Donald Trump’s son Eric claimed Friday that his father built the Trump Organization from “just about nothing,” conveniently leaving out the fact that the GOP presidential nominee received significant investments and other support from his own father, real estate mogul Fred Trump.
Eric Trump was asked on Fox News’ “Outnumbered” why he thinks millennials would relate to his father.
“He’s been an entrepreneurial guy,” the younger Trump said. “He’s built an amazing company. He’s become the epitome of the American dream. He’s gone from just about nothing into, you know, a man who ...”
“Nothing? He got a million bucks,” said co-host Julie Roginsky, referencing a loan from Fred Trump to his son to build a hotel in the 1970s. “Wait, come on.”
“Listen, he’s built an unbelievable empire. He’s epitomized what America is all about ― opportunity and working hard and being able to achieve your dreams,” Eric Trump replied. “It’s no different than a Zuckerberg, who went out with a great idea like a Facebook and developed this idea and built it and grew it and grew it. That’s achieving something, right?”
The claim that Donald Trump built his company from scratch is one that the GOP nominee himself has made.
“It has not been easy for me, it has not been easy for me,” Trump said during a NBC town hall event last year. “And you know I started off in Brooklyn. My father gave me a small loan of a million dollars.”

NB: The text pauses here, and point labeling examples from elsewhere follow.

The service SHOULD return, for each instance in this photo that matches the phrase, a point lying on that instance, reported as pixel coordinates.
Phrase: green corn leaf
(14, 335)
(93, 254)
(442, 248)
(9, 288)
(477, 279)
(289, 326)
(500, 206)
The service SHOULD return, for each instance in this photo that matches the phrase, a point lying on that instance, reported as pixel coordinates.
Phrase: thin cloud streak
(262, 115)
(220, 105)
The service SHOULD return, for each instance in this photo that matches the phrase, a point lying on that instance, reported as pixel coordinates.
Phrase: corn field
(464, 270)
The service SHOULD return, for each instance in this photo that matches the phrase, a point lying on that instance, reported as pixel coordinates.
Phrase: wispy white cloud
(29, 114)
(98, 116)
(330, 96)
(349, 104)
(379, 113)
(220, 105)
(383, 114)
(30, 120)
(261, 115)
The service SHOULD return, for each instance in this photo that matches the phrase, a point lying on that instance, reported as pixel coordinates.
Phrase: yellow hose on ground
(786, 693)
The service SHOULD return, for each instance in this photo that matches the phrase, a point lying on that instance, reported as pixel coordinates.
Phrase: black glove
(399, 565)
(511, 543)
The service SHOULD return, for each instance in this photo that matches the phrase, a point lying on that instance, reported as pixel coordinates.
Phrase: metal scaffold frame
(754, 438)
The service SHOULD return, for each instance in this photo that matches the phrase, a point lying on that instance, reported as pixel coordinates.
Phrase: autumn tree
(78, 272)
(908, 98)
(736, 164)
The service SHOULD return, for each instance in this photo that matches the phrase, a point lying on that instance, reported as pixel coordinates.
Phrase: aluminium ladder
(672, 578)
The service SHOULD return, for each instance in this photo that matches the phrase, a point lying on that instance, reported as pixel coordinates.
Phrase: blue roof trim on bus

Aside from the fact that few would consider a million dollars a “small loan,” Trump’s retelling leaves out critical information on how his father helped him. As a Washington Post fact check laid out earlier this year, Donald Trump benefited greatly from his father’s connections.
Fred Trump brought his son into an already successful family business, which he later took over. The elder Trump set up a trust that his son later borrowed against, helped him secure tens of millions of dollars in bank loans and provided other loans himself to his son. He once helped his son make an interest payment on an Atlantic City casino by buying up $3.5 million in gaming chips that he had no intention of using (that was later deemed an illegal loan).